A good precedent or just half the battle won? Vaccine makers in India are divided on the Covid-19 vaccine-linked decision emerging in the wee hours of the morning from the World Trade Organization meeting in Geneva.

The decision from the just-concluded WTO 12th Ministerial Conference allows a temporary waiver of intellectual property (IP) on Covid-19 vaccines – a move that would allow more companies to make an innovator product, thereby improving its availability across the world.

This has Big Pharma disappointed.

But the decision also falls short of the initial ask from India, South Africa and 100 other countries and public health voices for an IP waiver on diagnostics and therapeutics too. This will now be taken up in six months.

This has pro-health groups disappointed.

‘Only half the battle won’

“The temporary IP waiver is useful, as it helps bring products quickly to the market. But it needs to be accompanied with technology transfer from the innovator – otherwise, it is only half the battle won,” Rajesh Jain, Managing Director, Panacea Biotec told BusinessLine. Vaccines are more complex than a chemical drug and require much physical effort in getting the strain, scale, quality and so on. It could take six to nine months depending on the vaccine, he said. “Vaccines are covered by a web of patents and there are submarine patents through which you need to swim,” he said

‘Progressive step’

A Serum Institute of India (SII) spokesperson, though pointed out that the pandemic saw innovators and vaccine developers partner to develop a life-saving vaccine at the earliest. And this led to “licensing deals like SII- Novovax, SII- AstraZeneca, J&J, and Aspen amongst many others. Today, the demand for vaccines is declining. That said, the patent waivers for Covid vaccines are an encouraging and progressive step towards safeguarding the accessibility and mass production of essential drugs and medicines, in the face of future pandemics.”

Presently, Indian vaccine makers collaborate to bring vaccines into India or export, as the case may be. Panacea Biotec, SII, Morepen, Dr Reddy’s and Wockhardt, to name a few, have separate collaborations on the Russian vaccine Sputnik V, for example and Biological E partners on the Johnson and Johnson vaccine.

Morepen laboratories Chairman and Managing Director Sushil Suri says, the WTO waiver decision sets a good precedent, so scientists can start working on a product without litigation looming over their heads.

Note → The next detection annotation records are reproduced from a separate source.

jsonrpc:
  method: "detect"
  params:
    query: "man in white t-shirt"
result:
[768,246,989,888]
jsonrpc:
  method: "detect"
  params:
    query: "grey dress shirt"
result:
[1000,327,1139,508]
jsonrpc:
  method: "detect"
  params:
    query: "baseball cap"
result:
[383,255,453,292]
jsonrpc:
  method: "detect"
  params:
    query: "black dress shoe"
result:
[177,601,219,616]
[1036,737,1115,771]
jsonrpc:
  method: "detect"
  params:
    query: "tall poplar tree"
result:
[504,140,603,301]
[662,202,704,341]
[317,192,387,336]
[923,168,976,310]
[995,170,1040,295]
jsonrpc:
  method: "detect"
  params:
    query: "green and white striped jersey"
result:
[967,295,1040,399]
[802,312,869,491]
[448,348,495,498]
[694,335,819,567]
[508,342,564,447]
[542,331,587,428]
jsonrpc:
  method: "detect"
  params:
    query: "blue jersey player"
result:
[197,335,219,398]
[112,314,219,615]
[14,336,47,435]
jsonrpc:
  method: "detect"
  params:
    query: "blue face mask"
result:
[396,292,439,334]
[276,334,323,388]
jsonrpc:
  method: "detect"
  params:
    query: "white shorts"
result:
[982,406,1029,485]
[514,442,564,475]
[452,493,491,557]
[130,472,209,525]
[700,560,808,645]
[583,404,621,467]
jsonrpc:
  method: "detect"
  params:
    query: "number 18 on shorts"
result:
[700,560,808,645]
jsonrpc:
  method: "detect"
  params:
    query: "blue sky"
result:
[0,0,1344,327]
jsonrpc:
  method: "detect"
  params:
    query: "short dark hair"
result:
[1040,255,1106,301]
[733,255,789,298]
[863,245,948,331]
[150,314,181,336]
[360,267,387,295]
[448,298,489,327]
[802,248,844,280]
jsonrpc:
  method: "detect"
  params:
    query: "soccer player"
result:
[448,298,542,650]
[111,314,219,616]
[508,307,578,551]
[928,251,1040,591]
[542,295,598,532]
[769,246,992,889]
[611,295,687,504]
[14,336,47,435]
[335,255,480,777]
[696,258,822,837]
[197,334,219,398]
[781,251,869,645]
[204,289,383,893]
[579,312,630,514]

A similar framework should be extended to other critical areas like cancer, he points out.

Disappointment all around

Humanitarian organisation Médecins Sans Frontières (MSF) International president  Christos Christou acknowledged that “a few changes” were made to the agreement “that mitigated some of the most worrisome elements of the earlier text presented in May 2022.” However, “we are disappointed that a true intellectual property waiver, proposed in October 2020 covering all Covid-19 medical tools and including all countries, could not be agreed, even during a pandemic that has claimed more than 15 million people’s lives,” the MSF representative said.

Max Lawson, Co-Chair with the People’s Vaccine Alliance and Head of Inequality Policy at Oxfam, highlighted that, There are some worrying new obligations in this text that could actually make it harder for countries to access vaccines in a pandemic. We hope that developing countries will now take bolder action to exercise their rights to override vaccine intellectual property rules and, if necessary, circumvent them to save lives.”

‘Wrong signal’

Taking a diametrically opposite view, the International Federation of Pharmaceutical Manufacturers & Associations (IFPMA) said, the WTO decision sent a “dangerous signal not only to the pharmaceutical industry but to all innovative sectors. Dismantling the very framework that has brought solutions to tackle Covid-19 and facilitated the unprecedented number of partnerships, voluntary licensing, and knowledge-sharing taking place during this pandemic can have ripple effects for the future”.

IP supported the fastest development and scale-up of safe and effective vaccines in history, with 13.9 billion Covid-19 vaccines produced to date. It also set the platform for more than 380 voluntary partnerships for C-19 vaccines, 88 percent of which involve technology transfer, IFPMA pointed out.